人间,赫胥国没落才没多少天,天界便接二连三发了各种大事,风涟漪的自杀,望月台事故,月深公主滑胎,还有神王沐北突然失心疯被禁在了神王殿…
各界纷云,天帝唐煌气数将尽。而天宫,唐煌发出了通辑令,说是谁若抓到那狼王,重重有赏,具体赏什么没人知道。
于是,传着传着,便传成了,天帝唐煌下令通辑,谁抓到了狼王,天帝之位拱手捧上!
“这魔界的人究竟想干什么?是谁想泄露你的身份?”
风珈那胖身躯在御尘和帝允眼前晃来晃去的,特别耀眼。御尘和帝允本就心烦,这一来一回的,更加烦躁了。

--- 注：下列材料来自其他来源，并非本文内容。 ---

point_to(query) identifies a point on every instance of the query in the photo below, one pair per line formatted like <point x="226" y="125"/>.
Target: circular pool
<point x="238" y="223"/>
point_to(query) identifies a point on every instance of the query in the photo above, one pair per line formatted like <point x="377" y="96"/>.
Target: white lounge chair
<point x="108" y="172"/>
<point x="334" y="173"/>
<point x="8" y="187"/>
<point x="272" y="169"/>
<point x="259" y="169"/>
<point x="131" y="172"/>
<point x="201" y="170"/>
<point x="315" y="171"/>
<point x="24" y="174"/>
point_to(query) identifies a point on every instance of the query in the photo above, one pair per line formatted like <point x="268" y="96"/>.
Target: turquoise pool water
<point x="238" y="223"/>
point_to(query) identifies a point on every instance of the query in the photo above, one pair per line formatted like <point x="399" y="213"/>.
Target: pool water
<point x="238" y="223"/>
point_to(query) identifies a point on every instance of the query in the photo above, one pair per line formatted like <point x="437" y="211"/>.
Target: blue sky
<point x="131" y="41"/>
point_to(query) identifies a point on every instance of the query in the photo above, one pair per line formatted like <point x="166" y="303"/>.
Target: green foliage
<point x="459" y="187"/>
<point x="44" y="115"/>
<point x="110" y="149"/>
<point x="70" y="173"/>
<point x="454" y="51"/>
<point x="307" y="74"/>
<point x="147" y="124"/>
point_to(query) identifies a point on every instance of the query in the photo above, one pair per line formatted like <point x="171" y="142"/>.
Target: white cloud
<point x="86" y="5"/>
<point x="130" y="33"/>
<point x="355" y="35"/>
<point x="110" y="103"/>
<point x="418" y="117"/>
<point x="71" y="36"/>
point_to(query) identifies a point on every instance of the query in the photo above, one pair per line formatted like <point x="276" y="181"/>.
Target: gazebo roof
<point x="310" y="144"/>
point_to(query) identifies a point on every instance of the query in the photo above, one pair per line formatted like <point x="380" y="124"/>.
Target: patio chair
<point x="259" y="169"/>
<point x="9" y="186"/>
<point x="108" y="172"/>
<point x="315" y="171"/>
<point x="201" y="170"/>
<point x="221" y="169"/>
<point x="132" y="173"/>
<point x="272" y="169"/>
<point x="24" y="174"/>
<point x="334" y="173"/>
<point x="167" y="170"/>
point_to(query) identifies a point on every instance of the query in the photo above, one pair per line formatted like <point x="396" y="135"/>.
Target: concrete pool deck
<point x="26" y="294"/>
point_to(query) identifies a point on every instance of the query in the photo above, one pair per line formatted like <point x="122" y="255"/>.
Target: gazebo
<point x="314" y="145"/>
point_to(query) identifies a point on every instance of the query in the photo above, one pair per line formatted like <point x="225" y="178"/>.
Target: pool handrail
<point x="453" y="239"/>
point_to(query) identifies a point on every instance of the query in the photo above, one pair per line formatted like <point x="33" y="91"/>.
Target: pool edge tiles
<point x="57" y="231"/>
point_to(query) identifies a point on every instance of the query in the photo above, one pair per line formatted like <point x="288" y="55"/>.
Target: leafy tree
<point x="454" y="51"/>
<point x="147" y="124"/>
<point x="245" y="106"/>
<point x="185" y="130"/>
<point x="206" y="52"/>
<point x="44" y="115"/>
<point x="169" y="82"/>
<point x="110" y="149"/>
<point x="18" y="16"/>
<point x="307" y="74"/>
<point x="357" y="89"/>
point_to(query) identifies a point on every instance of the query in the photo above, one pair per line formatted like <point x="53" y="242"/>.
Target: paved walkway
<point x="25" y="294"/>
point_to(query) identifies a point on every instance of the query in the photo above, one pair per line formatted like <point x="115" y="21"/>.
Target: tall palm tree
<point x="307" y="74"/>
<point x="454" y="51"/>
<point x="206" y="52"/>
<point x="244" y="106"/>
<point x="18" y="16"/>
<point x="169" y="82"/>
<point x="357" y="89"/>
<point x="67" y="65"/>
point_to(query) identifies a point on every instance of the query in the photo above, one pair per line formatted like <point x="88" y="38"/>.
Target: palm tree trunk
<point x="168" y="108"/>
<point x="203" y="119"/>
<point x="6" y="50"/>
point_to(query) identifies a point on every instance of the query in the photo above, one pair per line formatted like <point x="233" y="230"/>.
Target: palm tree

“不行!”风珈重重地拍了一记桌子,桌上的茶杯很应景地跳跃而起,“我得回趟姹紫嫣红!裴霁你随我下界,青烟你留下!”
“你回姹紫嫣红做什么?”帝允不解,问道。
“鬼王在那儿替我打理,反正也闲着,正好,我与他去魔界探探风声。”风珈一屁股坐到椅子上,犹豫了一会儿,还是问了,“帝允,你趁那沐北失心疯囚禁在神王殿,这样好吗?”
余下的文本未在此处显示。